Semua akan indah pada waktunya jika memang apa yang kita tuju adalah hal baik.
Percayalah bahwa keberhasilan membutuhkan proses. Tidak mungkin hari ini belajar memotret besok langsung jadi fotografer top. Aku bisa berkata begini karena sebenarnya aku tidak pernah merencanakan atau menyangka sebelumnya untuk mencapai titik sekarang, memiliki bisnis fotografi sendiri. Bahkan bisa dibilang aku cukup terlambat untuk mengetahui passion-ku. Dulu berbagai bidang kutelusuri. Kuliah di bidang seni rupa cukup memberikanku ruang untuk melakukan banyak eksplorasi diri. Mulai dari fashion design, makeup, sampai fotografi. Tapi pada satu saat aku menjatuhkan pilihan pada fotografi. Aku merasa bidang itulah yang tidak pernah membuatku bosan belajar sampai bertahun lamanya.
Memang, aku cukup beruntung mendapatkan jalan yang mudah di awal. Bisa berjajar dengan para fotografer ternama di saat aku masih dalam label junior. Aku bisa memiliki agensi fotografi sendiri di usia yang belum menyentuh kepala tiga. Terasa seperti di atas angin, aku seakan bisa menaklukan apapun. Sayangnya, di usiaku nan terhitung muda itu sepertinya aku kurang bijak memanfaatkan kemampuan dan kesempatan yang diberikan. Ada masanya aku justru berada pada titik terbawah hidup karena arogansi dan ambisiku yang terlalu besar. Di saat aku mendapat semua terlalu mudah aku berpikir aku bisa melakukan apa saja. Aku berpikir aku pantas mendapatkan semua itu dan lupa bahwa keberhasilanku sebenarnya berasal dari karya kolektif. Berkat adanya orang-orang yang mendukung dan berkarya bersama.

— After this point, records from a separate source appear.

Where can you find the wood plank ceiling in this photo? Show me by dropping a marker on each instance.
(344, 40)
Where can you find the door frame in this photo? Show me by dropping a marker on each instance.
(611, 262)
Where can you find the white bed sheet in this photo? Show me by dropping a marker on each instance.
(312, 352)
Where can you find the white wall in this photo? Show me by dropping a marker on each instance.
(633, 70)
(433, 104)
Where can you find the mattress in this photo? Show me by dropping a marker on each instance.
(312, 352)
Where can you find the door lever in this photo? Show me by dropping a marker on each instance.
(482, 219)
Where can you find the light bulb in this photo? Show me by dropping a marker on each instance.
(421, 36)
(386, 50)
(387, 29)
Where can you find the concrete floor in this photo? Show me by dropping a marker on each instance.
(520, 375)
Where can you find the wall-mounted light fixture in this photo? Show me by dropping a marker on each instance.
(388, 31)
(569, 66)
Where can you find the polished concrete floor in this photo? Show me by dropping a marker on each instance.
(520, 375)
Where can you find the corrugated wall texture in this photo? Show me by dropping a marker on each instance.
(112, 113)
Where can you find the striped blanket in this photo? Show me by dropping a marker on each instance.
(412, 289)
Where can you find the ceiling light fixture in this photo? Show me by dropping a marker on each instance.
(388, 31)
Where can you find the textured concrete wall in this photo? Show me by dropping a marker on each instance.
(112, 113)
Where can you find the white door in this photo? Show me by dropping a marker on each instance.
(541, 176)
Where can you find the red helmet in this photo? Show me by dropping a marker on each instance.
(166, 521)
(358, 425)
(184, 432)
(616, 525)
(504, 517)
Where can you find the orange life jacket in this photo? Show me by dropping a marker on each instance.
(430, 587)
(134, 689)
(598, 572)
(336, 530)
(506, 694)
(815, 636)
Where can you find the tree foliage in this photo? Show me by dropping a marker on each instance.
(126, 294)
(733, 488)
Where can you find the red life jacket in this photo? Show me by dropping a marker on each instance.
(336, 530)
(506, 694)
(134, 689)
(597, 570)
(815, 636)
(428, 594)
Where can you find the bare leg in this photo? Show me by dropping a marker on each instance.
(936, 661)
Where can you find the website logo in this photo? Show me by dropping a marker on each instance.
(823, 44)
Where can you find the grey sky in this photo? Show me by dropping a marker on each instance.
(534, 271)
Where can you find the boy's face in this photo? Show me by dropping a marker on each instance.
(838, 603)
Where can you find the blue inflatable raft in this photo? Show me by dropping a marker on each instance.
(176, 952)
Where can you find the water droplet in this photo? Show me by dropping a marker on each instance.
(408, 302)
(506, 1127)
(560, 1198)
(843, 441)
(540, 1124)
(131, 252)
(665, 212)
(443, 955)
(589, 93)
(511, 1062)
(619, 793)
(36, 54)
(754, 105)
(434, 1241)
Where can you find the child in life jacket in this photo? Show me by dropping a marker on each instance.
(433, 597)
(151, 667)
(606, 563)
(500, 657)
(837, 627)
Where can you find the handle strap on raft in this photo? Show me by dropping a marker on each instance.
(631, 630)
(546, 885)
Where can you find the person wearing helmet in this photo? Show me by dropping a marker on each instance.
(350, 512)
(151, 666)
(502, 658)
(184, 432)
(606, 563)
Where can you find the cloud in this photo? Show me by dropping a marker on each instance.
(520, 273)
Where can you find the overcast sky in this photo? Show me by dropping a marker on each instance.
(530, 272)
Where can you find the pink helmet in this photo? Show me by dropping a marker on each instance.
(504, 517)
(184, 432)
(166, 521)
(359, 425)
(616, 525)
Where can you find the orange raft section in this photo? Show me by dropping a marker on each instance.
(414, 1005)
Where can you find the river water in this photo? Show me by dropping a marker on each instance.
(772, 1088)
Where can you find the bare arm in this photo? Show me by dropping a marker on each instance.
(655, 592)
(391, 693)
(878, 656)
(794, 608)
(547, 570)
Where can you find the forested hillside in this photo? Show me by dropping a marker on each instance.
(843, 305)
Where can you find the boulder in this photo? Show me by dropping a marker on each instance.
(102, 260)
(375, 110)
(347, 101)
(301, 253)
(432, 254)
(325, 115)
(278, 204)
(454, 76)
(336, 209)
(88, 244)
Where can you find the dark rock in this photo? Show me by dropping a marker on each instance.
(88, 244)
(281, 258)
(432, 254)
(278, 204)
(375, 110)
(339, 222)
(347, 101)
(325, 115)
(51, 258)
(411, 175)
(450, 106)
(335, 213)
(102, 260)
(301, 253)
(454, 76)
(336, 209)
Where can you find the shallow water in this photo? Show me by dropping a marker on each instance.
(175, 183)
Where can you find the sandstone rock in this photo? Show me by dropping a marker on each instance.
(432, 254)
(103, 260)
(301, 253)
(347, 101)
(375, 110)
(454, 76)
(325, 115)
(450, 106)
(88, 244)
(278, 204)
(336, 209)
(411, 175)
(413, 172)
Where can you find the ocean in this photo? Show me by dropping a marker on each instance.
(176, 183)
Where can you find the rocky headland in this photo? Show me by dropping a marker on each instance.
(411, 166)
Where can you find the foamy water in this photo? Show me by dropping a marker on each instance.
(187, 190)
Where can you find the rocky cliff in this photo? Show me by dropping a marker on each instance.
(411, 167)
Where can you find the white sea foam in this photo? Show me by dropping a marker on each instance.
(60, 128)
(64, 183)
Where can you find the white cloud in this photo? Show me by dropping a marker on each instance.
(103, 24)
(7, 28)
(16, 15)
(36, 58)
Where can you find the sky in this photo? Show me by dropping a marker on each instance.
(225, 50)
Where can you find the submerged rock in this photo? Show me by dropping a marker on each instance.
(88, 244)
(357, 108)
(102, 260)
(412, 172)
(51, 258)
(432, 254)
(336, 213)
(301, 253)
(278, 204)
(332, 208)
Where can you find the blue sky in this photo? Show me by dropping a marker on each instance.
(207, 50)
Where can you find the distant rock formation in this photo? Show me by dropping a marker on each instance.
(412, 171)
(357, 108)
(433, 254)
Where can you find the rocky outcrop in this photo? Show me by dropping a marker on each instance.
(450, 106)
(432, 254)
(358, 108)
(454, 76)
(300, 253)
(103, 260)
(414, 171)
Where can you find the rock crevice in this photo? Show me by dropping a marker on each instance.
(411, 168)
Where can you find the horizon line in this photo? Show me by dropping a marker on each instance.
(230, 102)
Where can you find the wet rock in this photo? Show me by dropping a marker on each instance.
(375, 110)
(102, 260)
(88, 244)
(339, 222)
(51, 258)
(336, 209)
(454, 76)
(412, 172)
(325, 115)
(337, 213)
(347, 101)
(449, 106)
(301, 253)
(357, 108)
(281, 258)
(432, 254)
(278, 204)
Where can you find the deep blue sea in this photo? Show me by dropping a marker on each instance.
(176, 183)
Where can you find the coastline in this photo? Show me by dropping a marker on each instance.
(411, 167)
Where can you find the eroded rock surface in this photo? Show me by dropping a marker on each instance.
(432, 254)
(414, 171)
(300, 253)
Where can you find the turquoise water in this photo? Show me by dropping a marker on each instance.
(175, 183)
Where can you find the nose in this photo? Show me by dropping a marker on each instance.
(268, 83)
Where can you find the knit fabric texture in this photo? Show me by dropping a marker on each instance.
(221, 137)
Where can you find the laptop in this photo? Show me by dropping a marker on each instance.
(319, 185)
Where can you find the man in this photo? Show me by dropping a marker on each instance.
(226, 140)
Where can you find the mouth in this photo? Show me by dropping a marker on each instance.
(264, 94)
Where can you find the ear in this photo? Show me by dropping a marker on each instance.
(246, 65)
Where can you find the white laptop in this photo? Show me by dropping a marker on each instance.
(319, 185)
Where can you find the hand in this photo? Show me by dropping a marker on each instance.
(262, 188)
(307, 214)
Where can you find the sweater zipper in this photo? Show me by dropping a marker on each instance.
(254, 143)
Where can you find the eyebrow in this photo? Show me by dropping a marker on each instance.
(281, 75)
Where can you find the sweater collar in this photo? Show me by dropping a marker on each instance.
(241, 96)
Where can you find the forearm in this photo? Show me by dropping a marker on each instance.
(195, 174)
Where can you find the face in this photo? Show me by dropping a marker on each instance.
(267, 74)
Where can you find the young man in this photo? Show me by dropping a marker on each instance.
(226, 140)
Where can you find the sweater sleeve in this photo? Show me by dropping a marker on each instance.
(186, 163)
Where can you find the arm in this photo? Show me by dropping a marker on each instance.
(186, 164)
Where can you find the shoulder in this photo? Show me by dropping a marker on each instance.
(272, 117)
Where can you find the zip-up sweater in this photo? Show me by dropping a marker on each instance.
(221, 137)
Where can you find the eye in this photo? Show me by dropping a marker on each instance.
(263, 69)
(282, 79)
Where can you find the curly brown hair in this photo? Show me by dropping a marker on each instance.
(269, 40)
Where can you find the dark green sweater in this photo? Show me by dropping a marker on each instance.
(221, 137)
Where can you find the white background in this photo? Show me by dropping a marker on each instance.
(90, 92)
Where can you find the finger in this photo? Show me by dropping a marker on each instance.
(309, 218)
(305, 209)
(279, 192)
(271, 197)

Lama kelamaan aku bekerja dengan ambisi yang tidak sehat sampai tidak memikirkan kesejahteraan anggota tim. Urusan makan saja aku perhitungan. Kalau aku bisa tahan lapar berarti anggota tim juga bisa tahan lapar. Bahkan, aku sempat berpikir mengapa harus kerja bersama orang lain kenapa tidak individual saja, mencari keuntungan sendiri.
Sebegitu angkuhnya aku merayakan keberhasilan hingga seolah Tuhan menjatuhkanku dalam lubang kekelaman. Ya, aku juga hanya manusia biasa. Yang mengalami proses gagal, ditolak, dan jatuh karena kesombongan. Dalam waktu yang tidak sebentar aku dibuat menyadari banyak hal. Seperti ada suara yang mengatakan kalau berjalan sendiri aku hanya akan ditemani oleh ambisi, rasa tidak pernah puas, tak ada habisnya mengejar prestasi yang tidak berujung. Dari pengalaman tersebut aku mendapatkan realisasi diri di mana tercetus berbagai pertanyaan dalam benak. Apa yang sebenarnya aku inginkan? Apakah popularitas, banyak follower, daftar klien bonafit? Kalau sudah sampai di sana apa lagi yang dicari? Ambisi yang berlebihan ternyata menggerogoti ketenangan dan kesehatan mental. Lambat laun aku mengerti bahwa bukan itu yang dapat membuatku bahagia. Bertambahnya usia dan pengalaman pun membuatku memahami itulah proses hidup yang tidak bisa kuhindari. Mungkin kalau tidak ada proses itu aku malah menjadi pribadi manja yang bisa seenaknya.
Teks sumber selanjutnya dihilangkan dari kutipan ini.